In that case, it would also affect the appearance of observable biosignatures, and their intensity and ease of detection.
One of their central findings is that only a marginal range of environmental conditions allows for a large range of evolutionary rates and origination times. “First, given the wide range of possible atmospheric conditions in Hycean worlds, an equally wide diversity in microbial life could be expected,” they write. “In particular, the origination of new clades in warm Hycean worlds can happen significantly faster than on Earth.”
If Hycean worlds exist, this research suggests that they could be “rippling with life,” as Carl Sagan put it, on shorter timescales than Earth.
The candidate Hycean worlds we know of are thought to have warmer oceans than Earth. So, by extension, the candidate Hycean World K2-18 b, which is only 2.4 billion years old, could have the conditions necessary for originating and sustaining key unicellular groups. That means that it, and others like it, are good targets in the search for biosignatures.
The authors offer a couple of caveats to their results. They considered only a fairly narrow range of temperature and physical conditions based on Earth. In reality, habitable extraterrestrial planets could exhibit a much wider range. “Future work in this direction could explore a range of other conditions, including the effect of gravity, pressure, larger temperature variations and other environmental factors,” the researchers write in their conclusion.

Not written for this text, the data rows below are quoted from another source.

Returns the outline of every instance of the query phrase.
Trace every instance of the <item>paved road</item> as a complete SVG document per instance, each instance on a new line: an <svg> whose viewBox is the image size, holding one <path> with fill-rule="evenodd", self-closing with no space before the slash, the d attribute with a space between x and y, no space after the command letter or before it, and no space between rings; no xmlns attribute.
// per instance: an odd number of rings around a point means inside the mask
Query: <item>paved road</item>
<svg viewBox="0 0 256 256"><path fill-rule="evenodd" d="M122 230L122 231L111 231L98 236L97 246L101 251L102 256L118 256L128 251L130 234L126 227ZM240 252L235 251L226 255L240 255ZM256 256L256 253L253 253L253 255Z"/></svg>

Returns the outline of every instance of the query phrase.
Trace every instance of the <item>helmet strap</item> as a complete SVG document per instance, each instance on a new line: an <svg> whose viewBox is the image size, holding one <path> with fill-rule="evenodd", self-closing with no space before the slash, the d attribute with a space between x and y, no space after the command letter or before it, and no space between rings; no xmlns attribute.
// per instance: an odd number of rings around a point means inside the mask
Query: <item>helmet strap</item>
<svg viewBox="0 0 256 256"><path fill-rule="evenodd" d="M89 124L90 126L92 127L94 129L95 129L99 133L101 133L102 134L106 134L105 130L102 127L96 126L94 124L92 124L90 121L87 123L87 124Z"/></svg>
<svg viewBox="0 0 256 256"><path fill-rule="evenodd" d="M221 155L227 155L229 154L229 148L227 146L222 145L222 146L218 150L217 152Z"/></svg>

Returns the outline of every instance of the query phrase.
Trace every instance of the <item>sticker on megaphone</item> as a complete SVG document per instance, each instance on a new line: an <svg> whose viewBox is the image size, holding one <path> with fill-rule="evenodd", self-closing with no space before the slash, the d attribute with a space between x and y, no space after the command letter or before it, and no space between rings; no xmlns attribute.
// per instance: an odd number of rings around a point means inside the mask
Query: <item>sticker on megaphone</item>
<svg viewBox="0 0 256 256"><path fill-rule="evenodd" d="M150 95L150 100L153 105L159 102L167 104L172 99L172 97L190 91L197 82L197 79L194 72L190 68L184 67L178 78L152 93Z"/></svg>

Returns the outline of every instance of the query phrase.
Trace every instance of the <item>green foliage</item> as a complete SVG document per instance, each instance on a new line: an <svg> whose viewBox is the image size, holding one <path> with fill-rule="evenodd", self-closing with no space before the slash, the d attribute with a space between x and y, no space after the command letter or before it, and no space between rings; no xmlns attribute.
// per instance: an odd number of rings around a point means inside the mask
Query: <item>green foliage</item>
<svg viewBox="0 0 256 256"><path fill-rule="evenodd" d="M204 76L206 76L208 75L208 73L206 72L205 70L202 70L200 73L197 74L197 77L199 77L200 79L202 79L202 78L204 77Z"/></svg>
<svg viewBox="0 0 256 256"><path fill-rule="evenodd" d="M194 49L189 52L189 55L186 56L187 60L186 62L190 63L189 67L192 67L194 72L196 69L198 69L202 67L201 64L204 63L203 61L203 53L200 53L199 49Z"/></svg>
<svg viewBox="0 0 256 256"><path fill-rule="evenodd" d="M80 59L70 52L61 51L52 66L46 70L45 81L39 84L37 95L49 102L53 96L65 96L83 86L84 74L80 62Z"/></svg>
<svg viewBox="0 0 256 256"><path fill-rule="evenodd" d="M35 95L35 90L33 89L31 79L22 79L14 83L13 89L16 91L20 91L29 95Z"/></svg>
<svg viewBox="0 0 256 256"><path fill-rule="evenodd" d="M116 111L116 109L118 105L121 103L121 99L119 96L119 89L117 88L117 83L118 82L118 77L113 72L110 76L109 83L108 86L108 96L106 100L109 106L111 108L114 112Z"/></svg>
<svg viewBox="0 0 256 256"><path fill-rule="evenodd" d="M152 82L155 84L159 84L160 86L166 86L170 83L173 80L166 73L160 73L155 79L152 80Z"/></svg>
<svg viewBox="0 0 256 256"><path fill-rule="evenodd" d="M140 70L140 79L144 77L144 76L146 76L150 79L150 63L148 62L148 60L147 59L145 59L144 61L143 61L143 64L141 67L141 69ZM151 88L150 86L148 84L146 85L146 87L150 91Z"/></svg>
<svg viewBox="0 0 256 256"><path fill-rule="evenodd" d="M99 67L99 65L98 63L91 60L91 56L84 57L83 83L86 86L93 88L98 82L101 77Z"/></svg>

We don’t know if Hycean Worlds are real. Some scientists think that their hydrogen-rich atmospheres might be unstable. There are also concerns about radiation exposure inhibiting life and atmospheric chemistry working against biochemical processes. The formation pathways for these worlds are also unclear, as are the mechanisms for generating and sustaining their atmospheres.
However, if they do exist, this study makes one thing clear: For different surface temperatures, a warm planet could have a more complex biosphere at a relatively young age, and a cooler one could have a simpler biosphere at a later age.
In the end, we aren’t travelling to any of these worlds, so detecting biosignatures is the name of the game.
“Such biospheres with varied levels of complexity can impact the detectability of life on them, such that warmer planets have the potential to show strong atmospheric biosignatures,” the researchers conclude.